1回答
- 新しい順
- 投票が多い順
- コメントが多い順
0
The easiest solution is to replicate the table using S3 replication but the replicate could have missing files for a few seconds and fail reads (if it's for DR or if readers are aware and retry, it might be ok)
Or just recreating the destination table each time (like a snapshot).
The other way I would consider doing that is streaming from the Iceberg table so it takes the increments and moves then into the other table: https://iceberg.apache.org/docs/latest/spark-structured-streaming/ (assuming you don't do deletions)
I tried the stream solution, but it's not compatible with Athena PySpark (I got an explicit error about Athena not supporting it). So I guess it would require an EMR to run without interruption... (and I also do some deleting through Athena SQL).

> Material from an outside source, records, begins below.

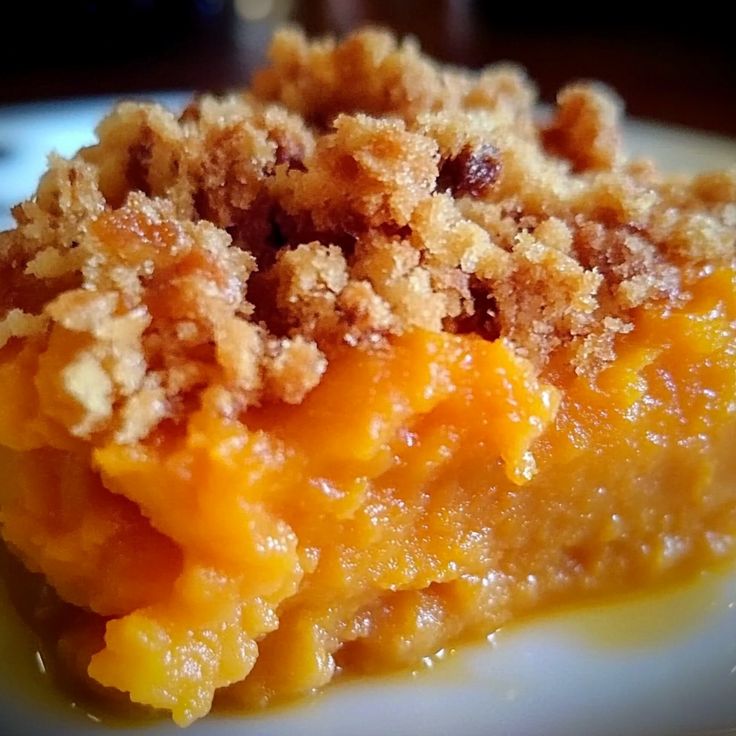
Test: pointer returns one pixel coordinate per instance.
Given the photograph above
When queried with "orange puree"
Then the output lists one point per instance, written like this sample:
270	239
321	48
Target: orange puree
390	512
333	374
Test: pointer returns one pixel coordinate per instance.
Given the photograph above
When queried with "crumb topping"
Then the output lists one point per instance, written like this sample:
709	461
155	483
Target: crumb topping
356	191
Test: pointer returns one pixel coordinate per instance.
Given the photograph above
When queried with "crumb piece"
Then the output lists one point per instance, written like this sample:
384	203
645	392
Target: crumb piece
357	191
585	128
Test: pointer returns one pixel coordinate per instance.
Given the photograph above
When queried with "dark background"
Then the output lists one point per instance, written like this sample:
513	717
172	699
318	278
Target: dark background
674	66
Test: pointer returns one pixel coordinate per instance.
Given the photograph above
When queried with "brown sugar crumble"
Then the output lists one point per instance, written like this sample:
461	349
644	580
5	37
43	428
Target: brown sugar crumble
356	191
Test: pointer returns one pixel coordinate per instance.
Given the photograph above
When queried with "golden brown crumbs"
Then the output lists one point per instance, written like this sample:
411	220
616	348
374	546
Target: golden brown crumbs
357	190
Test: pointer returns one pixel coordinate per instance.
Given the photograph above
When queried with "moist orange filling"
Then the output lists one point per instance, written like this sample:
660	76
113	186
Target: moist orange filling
256	464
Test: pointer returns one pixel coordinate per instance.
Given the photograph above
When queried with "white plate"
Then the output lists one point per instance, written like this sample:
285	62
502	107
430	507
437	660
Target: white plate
663	664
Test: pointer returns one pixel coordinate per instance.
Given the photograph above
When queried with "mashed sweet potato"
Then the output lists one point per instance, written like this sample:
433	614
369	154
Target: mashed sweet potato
326	375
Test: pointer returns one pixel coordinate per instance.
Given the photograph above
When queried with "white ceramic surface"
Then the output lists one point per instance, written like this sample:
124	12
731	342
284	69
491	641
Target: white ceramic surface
659	665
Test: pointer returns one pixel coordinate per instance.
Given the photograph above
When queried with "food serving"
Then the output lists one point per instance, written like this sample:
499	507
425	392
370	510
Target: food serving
363	361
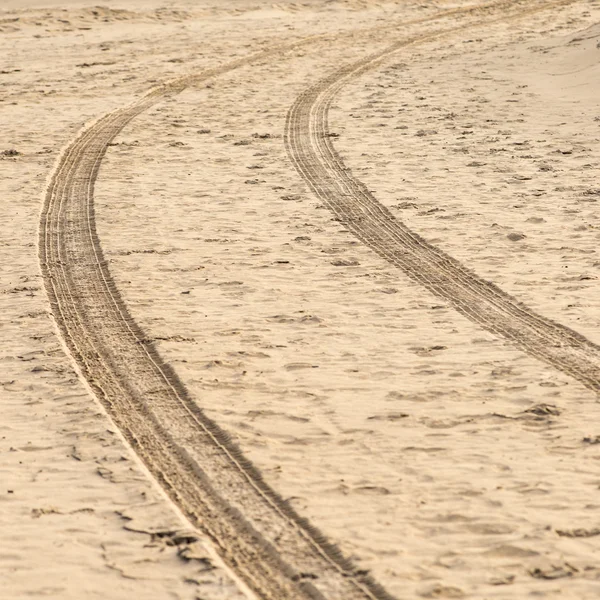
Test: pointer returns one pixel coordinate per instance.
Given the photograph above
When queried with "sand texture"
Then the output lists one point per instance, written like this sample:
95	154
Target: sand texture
300	299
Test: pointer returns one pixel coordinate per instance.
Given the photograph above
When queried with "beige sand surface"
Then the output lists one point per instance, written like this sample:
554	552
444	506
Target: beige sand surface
441	458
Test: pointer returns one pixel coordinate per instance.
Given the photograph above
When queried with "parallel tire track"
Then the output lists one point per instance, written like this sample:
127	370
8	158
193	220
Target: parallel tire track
314	156
276	552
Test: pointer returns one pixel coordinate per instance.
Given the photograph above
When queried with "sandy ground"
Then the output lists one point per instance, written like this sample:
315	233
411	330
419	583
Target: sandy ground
441	458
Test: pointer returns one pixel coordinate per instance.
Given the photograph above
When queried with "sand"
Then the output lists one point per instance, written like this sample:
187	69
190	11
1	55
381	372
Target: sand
443	458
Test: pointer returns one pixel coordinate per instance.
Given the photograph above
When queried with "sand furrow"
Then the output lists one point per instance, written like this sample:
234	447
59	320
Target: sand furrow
310	146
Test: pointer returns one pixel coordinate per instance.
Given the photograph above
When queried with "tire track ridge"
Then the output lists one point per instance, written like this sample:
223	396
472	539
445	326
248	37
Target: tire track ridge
314	156
279	554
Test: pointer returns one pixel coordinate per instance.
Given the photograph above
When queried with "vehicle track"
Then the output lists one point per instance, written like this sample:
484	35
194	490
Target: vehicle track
316	159
278	554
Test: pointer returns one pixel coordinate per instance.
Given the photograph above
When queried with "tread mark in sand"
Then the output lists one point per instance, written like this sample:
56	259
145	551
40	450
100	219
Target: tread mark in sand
311	149
278	554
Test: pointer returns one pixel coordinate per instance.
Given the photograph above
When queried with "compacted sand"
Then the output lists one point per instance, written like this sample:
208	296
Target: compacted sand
313	312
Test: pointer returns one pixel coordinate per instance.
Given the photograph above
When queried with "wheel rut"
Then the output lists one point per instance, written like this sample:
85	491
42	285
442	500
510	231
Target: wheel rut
311	150
278	554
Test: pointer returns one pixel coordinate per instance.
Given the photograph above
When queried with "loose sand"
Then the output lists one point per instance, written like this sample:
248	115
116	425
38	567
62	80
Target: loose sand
441	458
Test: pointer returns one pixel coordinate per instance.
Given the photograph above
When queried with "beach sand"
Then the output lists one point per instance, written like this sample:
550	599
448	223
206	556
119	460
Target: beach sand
444	459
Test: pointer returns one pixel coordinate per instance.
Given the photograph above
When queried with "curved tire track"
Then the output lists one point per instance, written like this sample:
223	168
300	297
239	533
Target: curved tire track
317	161
276	552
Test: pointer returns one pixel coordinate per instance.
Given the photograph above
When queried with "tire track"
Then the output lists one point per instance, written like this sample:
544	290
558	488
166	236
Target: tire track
314	156
278	554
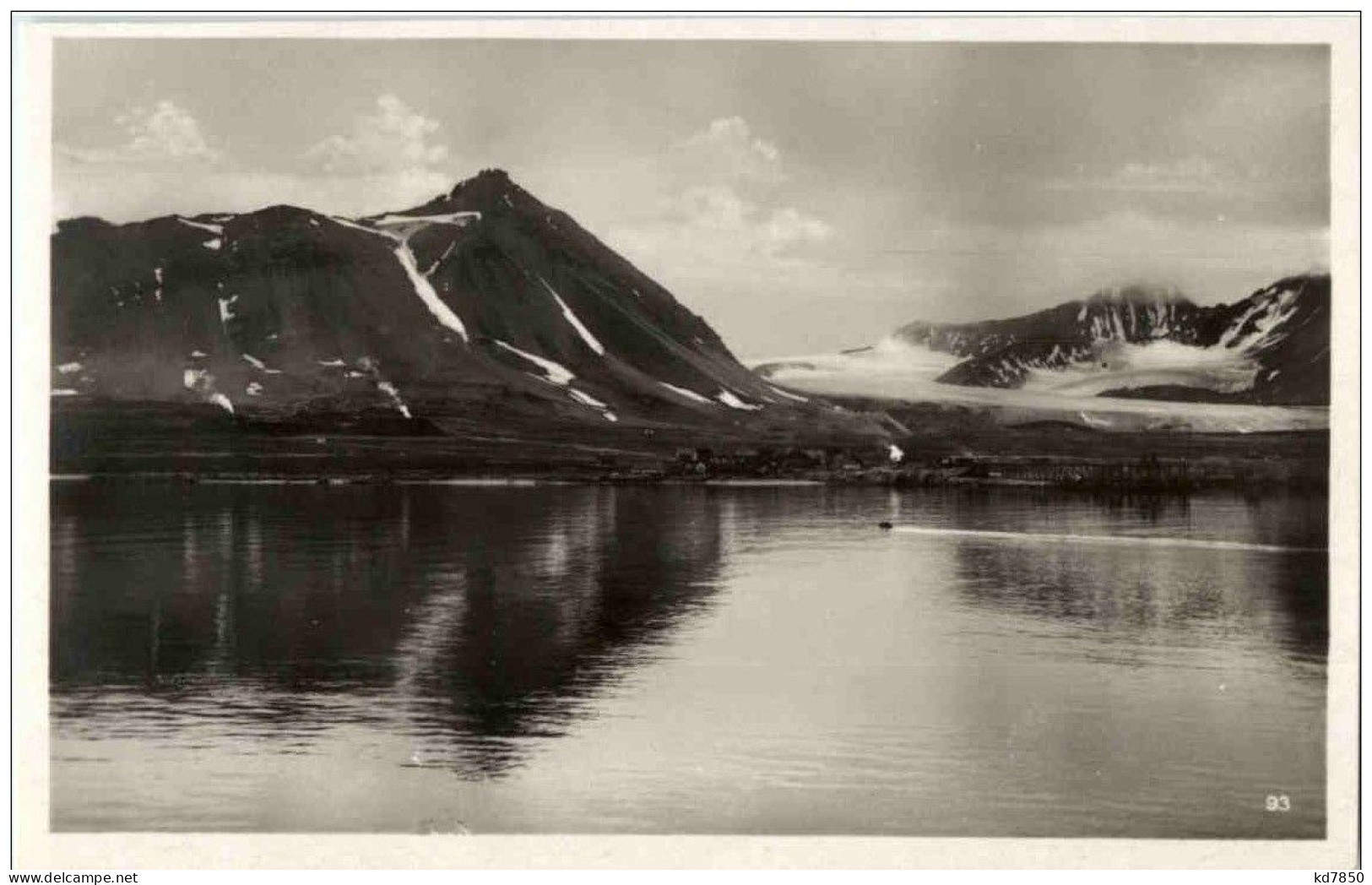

The S3 replication solution is more interesting in my situation, however my requirement is to have high availability on another region (in case of region shutdown), so I would need to query a "disaster region iceberg table" simply. If I replicate the data, I will need to do this: 1- Call a lambda every time a .json file is deposited, and if it's from replication (using userIdentity.principalId to verify), patch the S3 bucket name in it, and rewrite it. 2- This lambda should also update the "disaster iceberg table" glue entry to point its "metadata_location" to this current metadata json (and ideally patch the previous_metadata_location with the previous value), and the table schema in case of evolution (new columns, ...).
I think this might work with this solution... But is there anything else I should be aware of? (due to replication delay/...) or maybe there's an easier solution?
If there is latency before the disaster table is queryiable, it may not be a problem for me, and if I can't write to the disaster either (eventually I could maybe change the replication direction and have the same logic on the other region in case of)
Because Iceberg doesn't update file, you just delay a bit the table update so the data is consistent. The issue with the disaster happening while replicating you are always going to have it, unless when you write to the table you update both at the same time and use Nessie to coordinate it. IMO, it's not worth it and I would reconsider the design.